In its lawsuit against Kaiser Permanente, Molina, and Centene, the city of San Diego argues that “ghost networks,” health plan networks that are misleading and improperly include out-of-network providers, threaten the public health. But, what leverage does it have to correct this issue even if it wins the lawsuit? 

To address problems with health plan provider directories and help people make better decisions about their health plans, CMS imposed rules on health plans that became effective in 2016. Both Medicare Advantage plans and plans in the state health exchanges must publish up-to-date provider directories, including which doctors are seeing new patients, their locations, contact information, specialties and hospital affiliations. And, in addition to making them easily accessible, they must keep them updated each month.

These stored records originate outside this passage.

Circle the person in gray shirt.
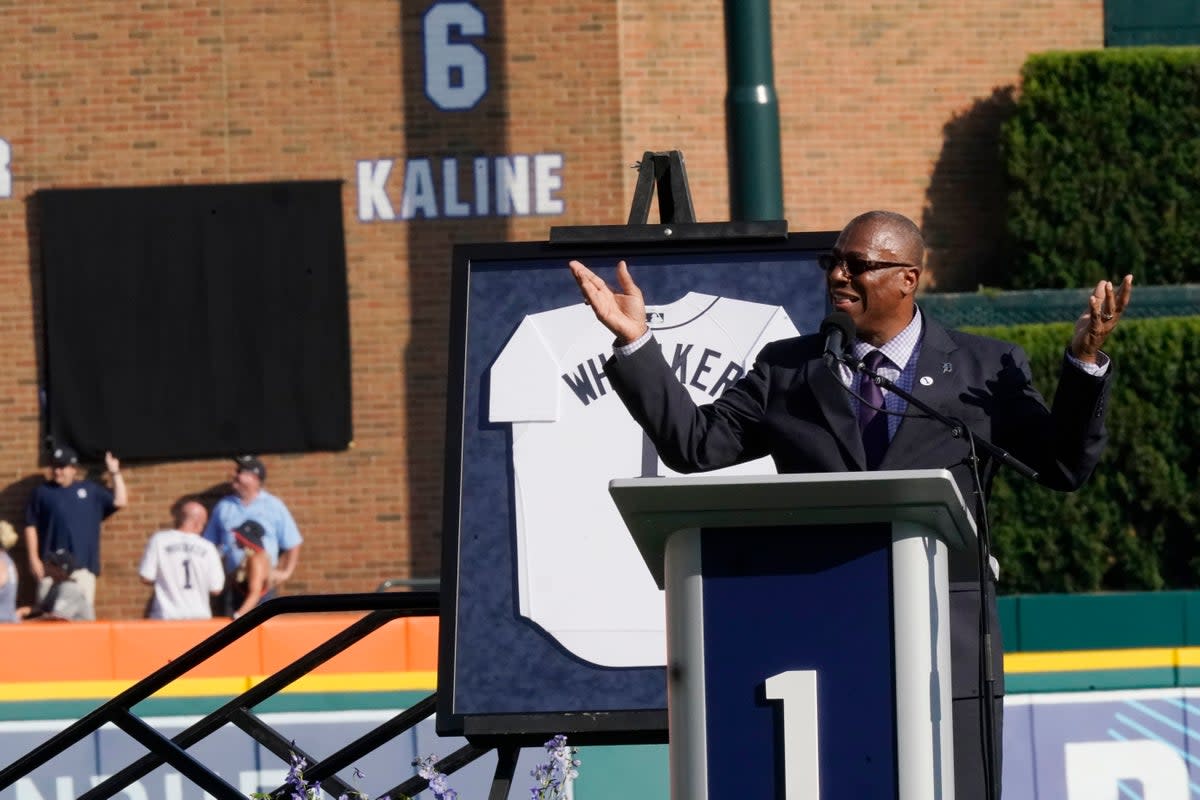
[0,519,20,624]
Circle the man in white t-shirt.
[138,500,224,619]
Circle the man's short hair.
[233,456,266,481]
[50,445,79,467]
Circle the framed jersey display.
[438,233,835,741]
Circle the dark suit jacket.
[606,317,1112,698]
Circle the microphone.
[821,311,854,369]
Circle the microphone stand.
[827,353,1038,800]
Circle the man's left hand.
[1070,275,1133,363]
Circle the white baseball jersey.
[138,530,224,619]
[488,293,797,667]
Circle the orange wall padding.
[0,614,438,682]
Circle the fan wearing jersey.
[138,500,224,619]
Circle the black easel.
[550,150,787,245]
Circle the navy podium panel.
[692,524,896,800]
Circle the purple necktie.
[858,350,888,469]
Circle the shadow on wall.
[920,86,1015,291]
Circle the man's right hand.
[568,261,647,344]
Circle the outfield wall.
[7,591,1200,800]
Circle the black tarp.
[36,181,350,459]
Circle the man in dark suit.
[570,211,1133,798]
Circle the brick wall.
[0,0,1103,618]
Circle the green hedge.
[972,316,1200,594]
[1001,48,1200,289]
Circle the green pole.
[725,0,784,221]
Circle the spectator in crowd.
[138,500,226,619]
[204,456,304,614]
[17,549,96,622]
[0,519,20,624]
[25,445,128,608]
[230,519,271,619]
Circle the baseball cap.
[50,445,79,467]
[42,548,76,575]
[233,519,266,552]
[233,456,266,481]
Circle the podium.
[610,470,974,800]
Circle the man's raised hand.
[1070,275,1133,363]
[568,261,647,344]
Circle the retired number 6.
[764,669,821,800]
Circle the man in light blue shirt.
[204,456,304,614]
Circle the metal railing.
[0,591,492,800]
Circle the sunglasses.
[817,252,914,275]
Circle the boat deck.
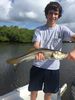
[0,85,67,100]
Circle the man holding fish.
[28,2,75,100]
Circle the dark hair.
[45,2,62,18]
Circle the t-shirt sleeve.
[32,29,41,42]
[62,26,75,41]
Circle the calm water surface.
[0,43,75,100]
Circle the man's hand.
[35,52,45,60]
[67,50,75,60]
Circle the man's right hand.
[35,52,45,60]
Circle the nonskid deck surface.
[0,85,67,100]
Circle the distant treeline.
[0,26,34,43]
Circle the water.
[0,43,75,100]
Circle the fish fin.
[28,47,36,52]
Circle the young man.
[28,2,75,100]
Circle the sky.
[0,0,75,29]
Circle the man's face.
[47,10,59,24]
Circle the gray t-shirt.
[32,24,74,70]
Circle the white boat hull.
[0,85,67,100]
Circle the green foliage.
[0,26,34,43]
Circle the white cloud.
[0,0,11,20]
[0,0,75,27]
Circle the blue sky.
[0,0,75,29]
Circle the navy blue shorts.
[28,66,59,93]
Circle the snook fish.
[7,48,68,65]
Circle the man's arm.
[71,35,75,42]
[34,41,45,60]
[67,35,75,61]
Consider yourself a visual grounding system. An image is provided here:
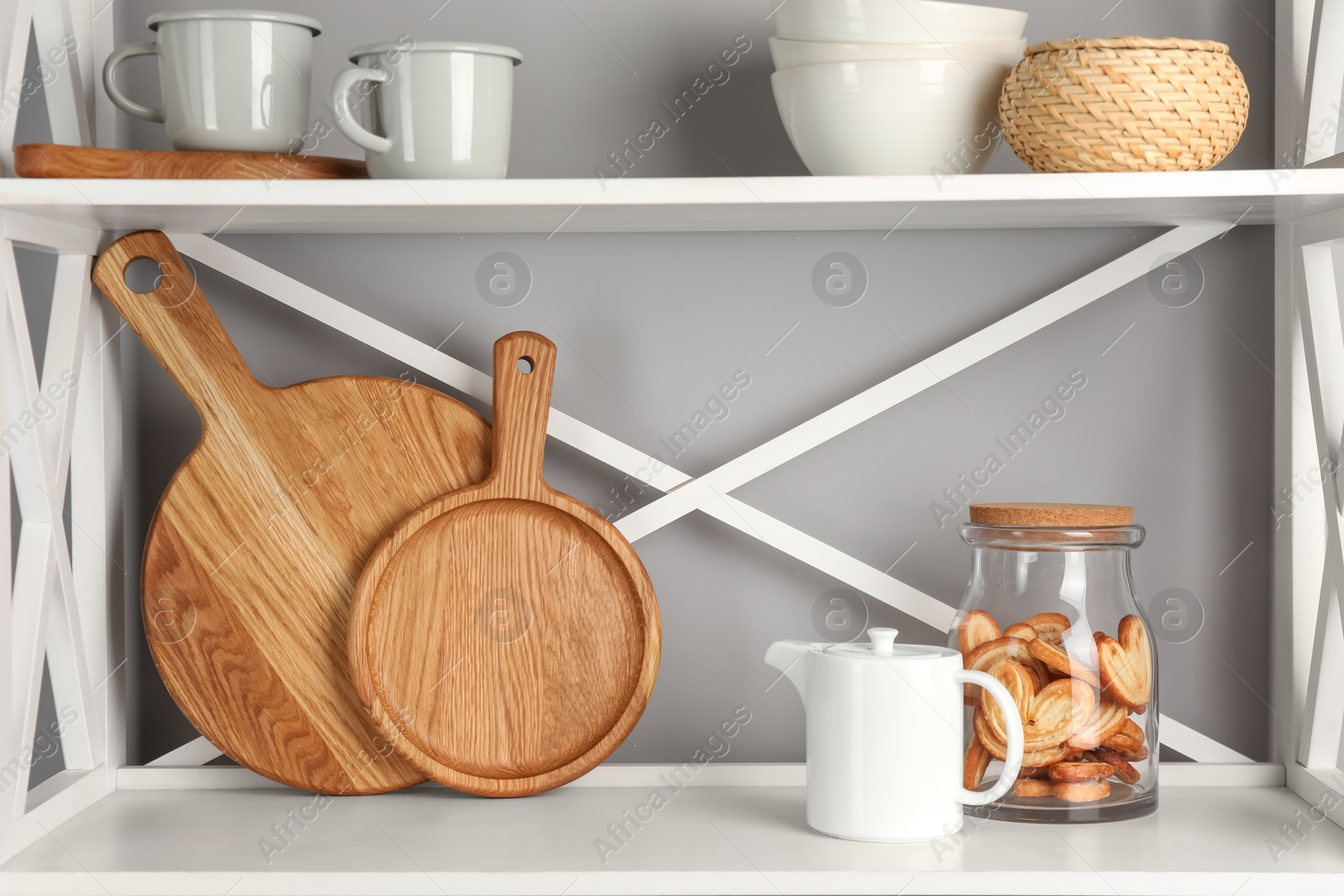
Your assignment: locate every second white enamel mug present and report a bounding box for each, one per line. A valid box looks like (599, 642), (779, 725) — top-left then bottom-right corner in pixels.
(331, 39), (522, 179)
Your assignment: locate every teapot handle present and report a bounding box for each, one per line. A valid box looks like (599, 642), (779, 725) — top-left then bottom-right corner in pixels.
(956, 669), (1023, 806)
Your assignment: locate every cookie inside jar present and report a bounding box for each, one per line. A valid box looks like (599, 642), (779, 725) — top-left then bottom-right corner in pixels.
(949, 504), (1158, 824)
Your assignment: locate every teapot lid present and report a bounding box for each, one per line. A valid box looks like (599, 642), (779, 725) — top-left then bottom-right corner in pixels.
(824, 629), (957, 659)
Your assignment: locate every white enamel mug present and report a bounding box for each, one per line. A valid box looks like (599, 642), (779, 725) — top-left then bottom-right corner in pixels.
(764, 629), (1023, 844)
(331, 39), (522, 179)
(102, 9), (323, 153)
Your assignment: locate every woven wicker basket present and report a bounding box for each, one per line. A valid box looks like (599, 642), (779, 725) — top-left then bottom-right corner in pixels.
(999, 38), (1250, 172)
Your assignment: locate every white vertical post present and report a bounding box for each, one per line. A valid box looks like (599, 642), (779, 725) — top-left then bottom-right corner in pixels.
(70, 291), (126, 787)
(1302, 0), (1344, 165)
(0, 207), (18, 856)
(32, 0), (92, 146)
(79, 0), (117, 146)
(0, 0), (32, 176)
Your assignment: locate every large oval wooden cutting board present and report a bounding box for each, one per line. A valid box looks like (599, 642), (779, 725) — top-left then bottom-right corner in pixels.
(349, 333), (661, 797)
(94, 231), (491, 794)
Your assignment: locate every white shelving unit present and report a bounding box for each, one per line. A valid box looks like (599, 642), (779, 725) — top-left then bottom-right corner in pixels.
(0, 0), (1344, 896)
(0, 170), (1344, 233)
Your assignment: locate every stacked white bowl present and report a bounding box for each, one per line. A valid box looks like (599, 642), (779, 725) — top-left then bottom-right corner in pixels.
(770, 0), (1026, 177)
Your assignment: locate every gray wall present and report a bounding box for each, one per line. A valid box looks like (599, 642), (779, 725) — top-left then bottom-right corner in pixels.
(21, 0), (1275, 762)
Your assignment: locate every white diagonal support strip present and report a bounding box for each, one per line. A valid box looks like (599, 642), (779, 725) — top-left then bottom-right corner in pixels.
(620, 224), (1230, 542)
(1158, 715), (1255, 763)
(1299, 244), (1344, 768)
(170, 224), (1239, 762)
(148, 737), (223, 767)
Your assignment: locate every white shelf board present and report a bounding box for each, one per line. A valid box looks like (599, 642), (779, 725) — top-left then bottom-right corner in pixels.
(0, 786), (1344, 896)
(0, 170), (1344, 233)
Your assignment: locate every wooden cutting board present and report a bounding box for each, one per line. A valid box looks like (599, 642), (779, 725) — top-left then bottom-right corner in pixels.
(349, 333), (660, 797)
(13, 144), (368, 180)
(92, 231), (491, 794)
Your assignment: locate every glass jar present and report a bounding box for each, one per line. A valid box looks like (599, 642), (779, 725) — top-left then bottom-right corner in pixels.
(949, 504), (1158, 824)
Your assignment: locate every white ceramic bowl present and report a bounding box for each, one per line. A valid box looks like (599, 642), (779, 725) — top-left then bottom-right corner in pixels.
(770, 59), (1012, 177)
(774, 0), (1026, 43)
(770, 38), (1026, 69)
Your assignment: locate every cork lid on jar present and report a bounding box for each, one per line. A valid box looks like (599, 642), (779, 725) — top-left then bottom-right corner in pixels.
(969, 504), (1134, 529)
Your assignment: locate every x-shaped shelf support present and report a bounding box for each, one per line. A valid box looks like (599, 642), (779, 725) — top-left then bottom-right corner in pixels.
(0, 217), (105, 818)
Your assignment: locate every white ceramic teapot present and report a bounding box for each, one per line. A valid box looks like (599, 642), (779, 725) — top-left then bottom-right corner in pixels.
(764, 629), (1023, 842)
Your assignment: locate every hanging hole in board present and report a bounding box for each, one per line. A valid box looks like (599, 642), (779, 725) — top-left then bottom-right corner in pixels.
(121, 258), (164, 296)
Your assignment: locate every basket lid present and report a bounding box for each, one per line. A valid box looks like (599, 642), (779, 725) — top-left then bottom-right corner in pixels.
(1026, 36), (1227, 56)
(969, 504), (1134, 529)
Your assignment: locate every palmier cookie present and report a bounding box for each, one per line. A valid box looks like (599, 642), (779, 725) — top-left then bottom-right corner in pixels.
(1026, 638), (1100, 688)
(1091, 747), (1140, 784)
(961, 736), (993, 790)
(1012, 778), (1055, 799)
(1021, 612), (1068, 643)
(957, 610), (1003, 658)
(1050, 760), (1116, 783)
(1100, 735), (1147, 762)
(1068, 696), (1129, 750)
(1093, 614), (1153, 710)
(1053, 778), (1110, 804)
(972, 705), (1077, 768)
(963, 637), (1048, 706)
(976, 679), (1097, 766)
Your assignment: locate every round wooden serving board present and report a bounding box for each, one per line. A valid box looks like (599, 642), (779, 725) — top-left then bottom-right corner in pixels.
(13, 144), (368, 180)
(92, 231), (491, 794)
(349, 333), (660, 797)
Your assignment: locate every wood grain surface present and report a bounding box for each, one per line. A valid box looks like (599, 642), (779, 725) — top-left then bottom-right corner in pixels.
(92, 231), (491, 794)
(21, 144), (368, 180)
(349, 333), (661, 797)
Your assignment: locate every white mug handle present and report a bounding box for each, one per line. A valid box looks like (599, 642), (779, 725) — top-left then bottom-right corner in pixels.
(332, 65), (392, 153)
(102, 43), (164, 125)
(956, 669), (1023, 806)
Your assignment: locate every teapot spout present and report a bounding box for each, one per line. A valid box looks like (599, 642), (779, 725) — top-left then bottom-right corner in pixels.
(764, 641), (817, 704)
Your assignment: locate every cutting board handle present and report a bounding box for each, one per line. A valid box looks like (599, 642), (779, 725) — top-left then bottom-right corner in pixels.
(486, 331), (555, 498)
(92, 230), (266, 419)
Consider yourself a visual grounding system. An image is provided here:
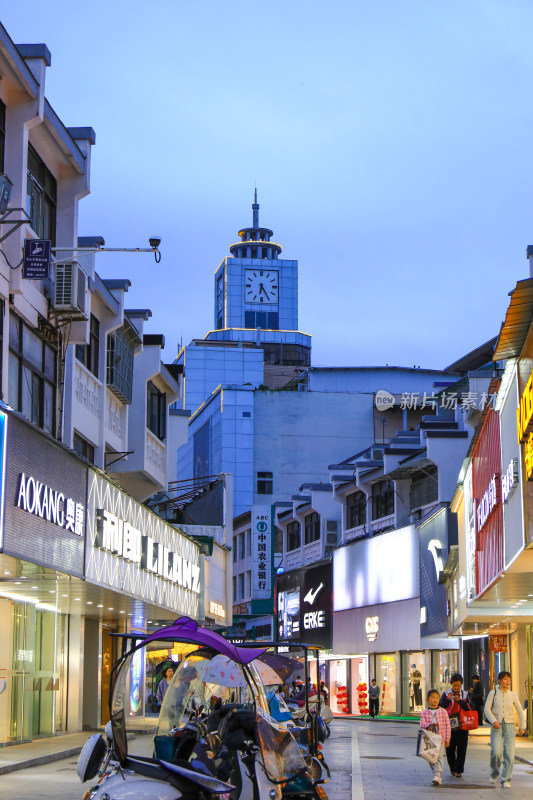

CMS can impose penalties on Medicare Advantage plans up to $25,000 per person enrolled if they violate the rules and up to $100 per enrollee on health plans in the state exchanges. These penalties should deter plans from listing doctors in their directories who have left their plans as much as ten years back, as some have been doing, but CMS has not. The Trump Administration chose not to fine Medicare Advantage plans that violate these rules.

To help ensure a health plan’s in-network doctors meet your needs, talk to your doctors’ staff to see which health plan networks your doctors are in. Always call your health plan to double check. And, make sure that whatever plan you join has a stable of good specialists. Even if you’re healthy, you want to know that there are doctors in the plan who will meet your needs if you develop a costly or complex condition.